The recent claims of rise in autism rates was due to reclassification of people with related neurodevelopment disorders, say researchers at the Pennsylvania State University.
According to a recent report by the US Centers for Disease Control and Prevention (CDC), the prevalence of autism has increased from one in 5,000 in 1975 to one in 68 in 2012. The rate has increased from 6 percent to 15 percent each year from 2002 to 2010.
"If you asked me, 'Is there a real increase in the prevalence of autism?' maybe there is, but probably much lower than the reported magnitude," said lead researcher Santhosh Girirajan.
The researchers analyzed medical data of approximately 6.2 million school children in the US diagnosed with disabilities, enrolled in special education programs between 2000 and 2010.
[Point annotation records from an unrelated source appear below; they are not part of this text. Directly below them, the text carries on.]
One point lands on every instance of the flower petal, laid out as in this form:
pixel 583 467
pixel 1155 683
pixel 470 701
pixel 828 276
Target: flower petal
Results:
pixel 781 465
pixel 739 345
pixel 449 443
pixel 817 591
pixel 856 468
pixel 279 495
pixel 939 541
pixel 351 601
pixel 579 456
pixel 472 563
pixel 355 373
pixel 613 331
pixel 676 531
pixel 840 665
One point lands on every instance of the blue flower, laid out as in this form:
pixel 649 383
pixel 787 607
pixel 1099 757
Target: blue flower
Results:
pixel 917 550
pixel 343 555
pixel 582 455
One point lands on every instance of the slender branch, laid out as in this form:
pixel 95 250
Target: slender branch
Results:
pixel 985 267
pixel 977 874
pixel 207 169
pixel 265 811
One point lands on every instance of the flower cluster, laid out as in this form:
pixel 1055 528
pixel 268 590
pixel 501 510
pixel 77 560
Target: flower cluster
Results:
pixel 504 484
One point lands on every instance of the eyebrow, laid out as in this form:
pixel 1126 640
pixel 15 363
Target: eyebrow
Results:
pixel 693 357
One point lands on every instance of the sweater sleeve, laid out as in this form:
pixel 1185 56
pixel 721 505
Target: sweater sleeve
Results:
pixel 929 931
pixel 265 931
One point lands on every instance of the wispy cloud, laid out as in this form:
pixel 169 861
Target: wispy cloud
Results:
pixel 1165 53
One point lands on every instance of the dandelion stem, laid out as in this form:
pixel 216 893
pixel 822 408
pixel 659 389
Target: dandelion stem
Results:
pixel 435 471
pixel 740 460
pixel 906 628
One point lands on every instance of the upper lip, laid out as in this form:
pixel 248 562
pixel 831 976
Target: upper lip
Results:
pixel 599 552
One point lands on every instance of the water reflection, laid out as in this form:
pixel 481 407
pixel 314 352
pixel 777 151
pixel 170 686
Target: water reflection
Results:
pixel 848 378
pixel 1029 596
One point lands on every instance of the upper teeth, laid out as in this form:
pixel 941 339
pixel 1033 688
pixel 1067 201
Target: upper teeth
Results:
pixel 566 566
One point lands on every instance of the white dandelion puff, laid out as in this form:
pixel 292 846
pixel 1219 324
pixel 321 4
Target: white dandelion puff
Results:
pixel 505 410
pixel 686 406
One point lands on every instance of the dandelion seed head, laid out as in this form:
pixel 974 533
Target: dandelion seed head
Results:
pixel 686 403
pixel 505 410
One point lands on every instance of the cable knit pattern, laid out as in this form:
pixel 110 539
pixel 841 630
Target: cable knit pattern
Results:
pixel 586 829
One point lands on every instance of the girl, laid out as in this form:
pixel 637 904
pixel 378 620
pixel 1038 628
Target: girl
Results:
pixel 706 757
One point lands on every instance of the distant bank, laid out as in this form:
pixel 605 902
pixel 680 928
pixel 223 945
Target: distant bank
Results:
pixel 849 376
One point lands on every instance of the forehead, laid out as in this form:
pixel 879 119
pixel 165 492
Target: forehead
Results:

Based on the diagnosis, each child was assigned to one of the 13 categories of disability, one of which was autism.
The analysis showed that between 2000 and 2010 the number of children diagnosed with autism more than tripled from 93,624 to 419,647. The additional rate includes the children who were originally diagnosed with "intellectual disability."
Girirajan said that the autism rise was partly down to students being reclassified from one category to another.
"For quite some time, researchers have been struggling to sort disorders into categories based on observable clinical features, but it gets complicated with autism because every individual can show a different combination of features," he explained.
The rise has been linked to an increased awareness of autism and a broadening of the diagnostic criteria for the condition.
The study is evidence that a significant portion of that increase may be a result of the reclassification of individuals with related or similar neurodevelopmental disorders rather than an actual increase in the number of new cases of autism.